THE MAKING OF NATURALNESS THROUGH KIGUMI ARCHITECTURE
Sunny Hills in Aoyama Tokyo is a pineapple cake shop jointly designed and developed by Kengo Kuma and Jun
Sato. Its structure is based on the centuries-old Japanese wood craft of Kigumi, a timber framework whose elements interlock
like pieces of a jigsaw puzzle.
The complex building composed of thousands of slender wooden
slats required only a minimum of steel fasteners. Its differentiated structure acts like an “environmental filter” that creates
a Komorebi effect (sunlight through leaves) in the interior.

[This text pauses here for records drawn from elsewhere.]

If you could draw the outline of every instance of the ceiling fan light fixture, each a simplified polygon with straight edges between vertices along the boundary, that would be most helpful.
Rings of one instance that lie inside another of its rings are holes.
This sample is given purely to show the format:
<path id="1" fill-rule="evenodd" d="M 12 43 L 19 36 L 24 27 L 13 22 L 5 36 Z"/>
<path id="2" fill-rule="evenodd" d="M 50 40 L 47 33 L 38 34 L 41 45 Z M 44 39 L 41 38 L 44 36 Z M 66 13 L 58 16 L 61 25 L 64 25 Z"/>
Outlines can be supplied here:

Jun Sato is a renowned Japanese structural engineer
who runs an office in Tokyo and has worked with architects such as Kengo Kuma, Sou Fujimoto, Junya Ishigami, Kazuhiro Kojima
and others. He was a visiting professor at Stanford University and has taught at the University of Tokyo focusing on the development
of “morphogenetic forms based on geometry, materials, dynamics, craftsmanship, site matters and the spirit of engineering.”
He will talk about the design and planning process of Sunny Hills and other buildings that he and Kengo Kuma have developed
to explore the Kigumi technique, as well as timber joinery and structural optimization in general.